1「不便な暮らし」から得られるもの

令和元年12月26日

 まきでお風呂を沸かし、羽釜でごはんを炊く。

 「ごはん、上手に炊けとうやん」「みそ汁の味噌、もうちょっと多くてもよかったかもね」とにぎやかに話しながら夕食をとる子どもたち。「今日のお風呂めっちゃぬるかった」という子がいれば、「えー、私の時は熱すぎて入れんかったよ」という子も。

 これは、私たちのNPOで行っている「くらしまるごと体験宿」という通学合宿の1コマ。同じ小学校の子どもたちが、5泊6日の「ちょっと不便な昔の暮らし」をしながら通学します。参加する子どもたちのほとんどは、まき割りに必要な鉈(なた)や鋸(のこ)を使ったことはありませんし、火おこしどころかマッチを使うのも初めてという子もいます。

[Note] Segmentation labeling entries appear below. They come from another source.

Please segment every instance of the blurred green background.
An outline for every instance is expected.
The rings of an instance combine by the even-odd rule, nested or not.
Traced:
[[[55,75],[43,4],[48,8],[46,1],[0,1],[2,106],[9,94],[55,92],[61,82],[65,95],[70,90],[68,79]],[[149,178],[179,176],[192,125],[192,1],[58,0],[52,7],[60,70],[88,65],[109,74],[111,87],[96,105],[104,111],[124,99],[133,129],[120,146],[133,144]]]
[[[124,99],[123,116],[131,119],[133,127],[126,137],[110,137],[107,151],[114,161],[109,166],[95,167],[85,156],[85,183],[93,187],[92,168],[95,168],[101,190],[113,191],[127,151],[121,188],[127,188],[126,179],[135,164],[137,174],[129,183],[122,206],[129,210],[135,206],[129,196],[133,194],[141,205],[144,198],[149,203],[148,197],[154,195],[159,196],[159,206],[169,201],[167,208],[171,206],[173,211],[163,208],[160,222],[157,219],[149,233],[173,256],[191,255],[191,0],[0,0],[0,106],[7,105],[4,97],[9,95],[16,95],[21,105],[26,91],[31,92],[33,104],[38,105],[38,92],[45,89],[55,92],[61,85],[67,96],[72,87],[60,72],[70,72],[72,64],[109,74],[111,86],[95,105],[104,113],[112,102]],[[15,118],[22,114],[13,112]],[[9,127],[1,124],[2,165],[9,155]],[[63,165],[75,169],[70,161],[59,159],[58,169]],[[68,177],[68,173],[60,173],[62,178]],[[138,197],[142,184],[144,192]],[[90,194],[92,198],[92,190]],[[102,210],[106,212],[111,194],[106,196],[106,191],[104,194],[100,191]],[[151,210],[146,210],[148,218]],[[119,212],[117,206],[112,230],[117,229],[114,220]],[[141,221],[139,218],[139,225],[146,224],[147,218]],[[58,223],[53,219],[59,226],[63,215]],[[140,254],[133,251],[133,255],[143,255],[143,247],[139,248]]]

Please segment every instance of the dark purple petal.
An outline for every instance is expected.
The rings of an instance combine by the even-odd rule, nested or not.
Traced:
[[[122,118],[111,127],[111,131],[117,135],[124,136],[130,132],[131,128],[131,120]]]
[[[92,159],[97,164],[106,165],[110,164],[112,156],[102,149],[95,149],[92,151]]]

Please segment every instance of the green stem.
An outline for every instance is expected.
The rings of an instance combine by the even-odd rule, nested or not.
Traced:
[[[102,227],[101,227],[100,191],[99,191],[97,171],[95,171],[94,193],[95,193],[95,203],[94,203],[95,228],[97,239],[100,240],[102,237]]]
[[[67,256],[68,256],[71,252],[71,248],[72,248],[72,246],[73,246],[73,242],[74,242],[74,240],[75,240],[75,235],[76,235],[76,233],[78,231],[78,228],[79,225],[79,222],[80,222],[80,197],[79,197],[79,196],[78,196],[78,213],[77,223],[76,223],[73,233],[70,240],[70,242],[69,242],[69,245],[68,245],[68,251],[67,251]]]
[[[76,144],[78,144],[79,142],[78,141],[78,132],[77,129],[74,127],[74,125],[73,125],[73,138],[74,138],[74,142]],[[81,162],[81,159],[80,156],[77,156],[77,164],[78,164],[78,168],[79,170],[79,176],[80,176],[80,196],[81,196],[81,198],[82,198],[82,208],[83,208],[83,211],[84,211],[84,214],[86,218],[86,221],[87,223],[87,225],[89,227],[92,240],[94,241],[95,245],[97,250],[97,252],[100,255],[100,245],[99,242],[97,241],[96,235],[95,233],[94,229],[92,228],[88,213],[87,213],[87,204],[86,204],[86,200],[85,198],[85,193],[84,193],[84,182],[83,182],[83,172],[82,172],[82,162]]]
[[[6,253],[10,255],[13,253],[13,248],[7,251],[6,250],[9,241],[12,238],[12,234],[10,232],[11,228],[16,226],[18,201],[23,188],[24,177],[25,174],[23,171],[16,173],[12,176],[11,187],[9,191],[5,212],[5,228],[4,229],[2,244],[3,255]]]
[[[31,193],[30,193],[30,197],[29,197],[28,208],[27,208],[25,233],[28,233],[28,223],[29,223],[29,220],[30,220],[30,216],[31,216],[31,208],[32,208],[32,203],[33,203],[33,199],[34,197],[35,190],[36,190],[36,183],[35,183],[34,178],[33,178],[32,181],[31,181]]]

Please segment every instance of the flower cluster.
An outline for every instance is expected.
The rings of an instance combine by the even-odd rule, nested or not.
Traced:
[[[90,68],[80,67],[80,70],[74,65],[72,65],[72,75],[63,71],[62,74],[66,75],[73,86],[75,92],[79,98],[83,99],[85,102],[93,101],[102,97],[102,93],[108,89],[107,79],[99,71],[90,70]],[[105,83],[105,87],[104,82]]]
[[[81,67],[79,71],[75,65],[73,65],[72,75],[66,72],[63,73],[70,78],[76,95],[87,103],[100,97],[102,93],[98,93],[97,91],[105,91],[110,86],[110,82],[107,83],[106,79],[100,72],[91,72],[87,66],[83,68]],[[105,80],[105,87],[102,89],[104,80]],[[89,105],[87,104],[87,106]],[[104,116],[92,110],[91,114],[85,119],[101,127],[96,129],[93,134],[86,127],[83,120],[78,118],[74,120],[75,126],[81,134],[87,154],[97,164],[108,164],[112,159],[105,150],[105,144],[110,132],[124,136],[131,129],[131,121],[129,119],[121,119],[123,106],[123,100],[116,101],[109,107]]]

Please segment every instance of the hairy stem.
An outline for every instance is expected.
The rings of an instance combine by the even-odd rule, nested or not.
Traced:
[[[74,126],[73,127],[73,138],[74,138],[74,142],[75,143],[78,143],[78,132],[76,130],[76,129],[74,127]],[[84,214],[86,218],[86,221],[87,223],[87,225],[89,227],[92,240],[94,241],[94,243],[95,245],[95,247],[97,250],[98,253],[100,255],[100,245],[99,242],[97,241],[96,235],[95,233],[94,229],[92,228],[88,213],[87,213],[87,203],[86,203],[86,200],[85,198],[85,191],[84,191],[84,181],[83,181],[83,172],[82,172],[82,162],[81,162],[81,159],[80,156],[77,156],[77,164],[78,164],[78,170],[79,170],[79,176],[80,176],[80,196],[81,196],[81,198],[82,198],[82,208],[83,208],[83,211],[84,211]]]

 ですから、プログラムの初日は大変です。道具の使い方から教えていくのですが、これにはかなり手間がかかります。作業ひとつずつを言葉と動作で伝える。教える側の工夫と根気もいりますし、うまくなる過程を見守る忍耐も必要。大人が自分でしたほうがよっぽど早くてラクです。

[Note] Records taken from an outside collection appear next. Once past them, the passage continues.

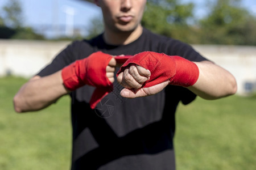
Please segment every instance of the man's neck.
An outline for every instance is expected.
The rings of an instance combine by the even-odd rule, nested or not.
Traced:
[[[112,32],[105,30],[103,36],[107,44],[110,45],[127,45],[137,39],[142,33],[143,27],[138,26],[131,32]]]

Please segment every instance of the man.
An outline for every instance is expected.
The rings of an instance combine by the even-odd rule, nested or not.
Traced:
[[[179,101],[234,94],[235,79],[188,45],[143,28],[146,0],[94,2],[104,32],[61,52],[21,87],[15,109],[42,109],[70,94],[72,169],[175,169]]]

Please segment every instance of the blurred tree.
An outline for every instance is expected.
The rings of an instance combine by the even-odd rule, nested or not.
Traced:
[[[101,17],[95,17],[90,20],[90,26],[87,28],[88,36],[87,39],[90,39],[102,33],[104,28]]]
[[[5,24],[9,27],[17,28],[22,26],[22,10],[18,0],[9,0],[3,7]]]
[[[200,43],[256,45],[256,19],[241,7],[240,1],[217,0],[210,4],[210,12],[200,22]]]
[[[195,19],[192,3],[177,0],[148,0],[142,24],[152,31],[191,42],[194,29],[188,24]]]
[[[43,35],[22,26],[22,8],[19,0],[9,0],[0,13],[0,39],[43,40]]]

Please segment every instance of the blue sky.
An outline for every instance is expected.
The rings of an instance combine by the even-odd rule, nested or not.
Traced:
[[[8,1],[0,0],[0,9]],[[100,16],[101,14],[100,8],[96,5],[80,0],[19,1],[23,8],[23,25],[35,27],[38,30],[44,30],[44,32],[47,32],[48,36],[52,36],[52,29],[53,28],[56,29],[56,26],[59,27],[57,29],[63,30],[63,32],[64,29],[67,31],[70,28],[68,24],[67,24],[67,23],[73,22],[75,27],[86,30],[86,28],[90,24],[90,20],[94,17]],[[207,14],[207,1],[182,1],[194,2],[196,3],[195,14],[197,17],[201,17]],[[256,0],[242,0],[242,6],[256,15]],[[72,16],[72,15],[67,15],[67,10],[74,12],[73,16]],[[44,27],[42,27],[42,26],[44,26]],[[84,28],[85,29],[83,29]]]

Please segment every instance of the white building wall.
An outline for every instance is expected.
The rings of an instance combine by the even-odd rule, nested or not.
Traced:
[[[0,76],[31,77],[51,62],[69,41],[0,40]],[[246,94],[245,84],[256,90],[256,46],[192,45],[203,56],[236,77],[238,94]]]

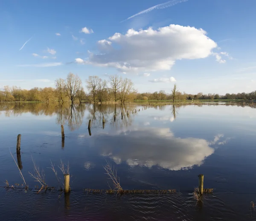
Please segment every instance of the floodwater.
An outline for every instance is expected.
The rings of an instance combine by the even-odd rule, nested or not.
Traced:
[[[0,220],[255,221],[251,203],[256,203],[255,108],[0,103],[0,186],[6,180],[9,187],[20,184],[0,188]],[[10,152],[27,191],[20,188],[23,181]],[[40,184],[28,173],[33,172],[32,159],[55,189],[37,194]],[[61,159],[70,165],[70,194],[58,189],[62,184],[50,168],[51,161],[61,184]],[[84,188],[113,187],[105,173],[106,162],[117,169],[123,189],[177,192],[84,193]],[[204,187],[214,190],[197,204],[192,193],[200,173]]]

 しかし、こうしたプロセスを経ていくと、子どもたちとの関係はぐっと近くなります。つい数日前までは知らなかった大人に、普段の学校のことや考えていること、悩んでいることなどを話してくれるようにもなってきます。

 また、子ども同士のコミュニケーションも上手になります。声をかけあいながら活動するようになったり、相手が困っている時には手を貸したり、全体の状況を見て先回りして動いたり…。

 便利な世の中になり、こうした体験活動は、大人があえて「場」を用意しなければ、子どもたちは体験できない時代となっています。親も子どもも忙しい時代ですから、大人はついその手間を惜しんでしまいがちです。しかし「手間を省く」ことによって、コミュニケーションの機会が失われていくのは非常に残念に思えてなりません。暮らしの中には「体験」があふれています。「何か体験活動をさせなければ!」ではなく、暮らしの作業1つ1つを子どもと一緒にしてみてください。それだけでも大人と子どもの関係を深める貴重な時間が増えるように思います。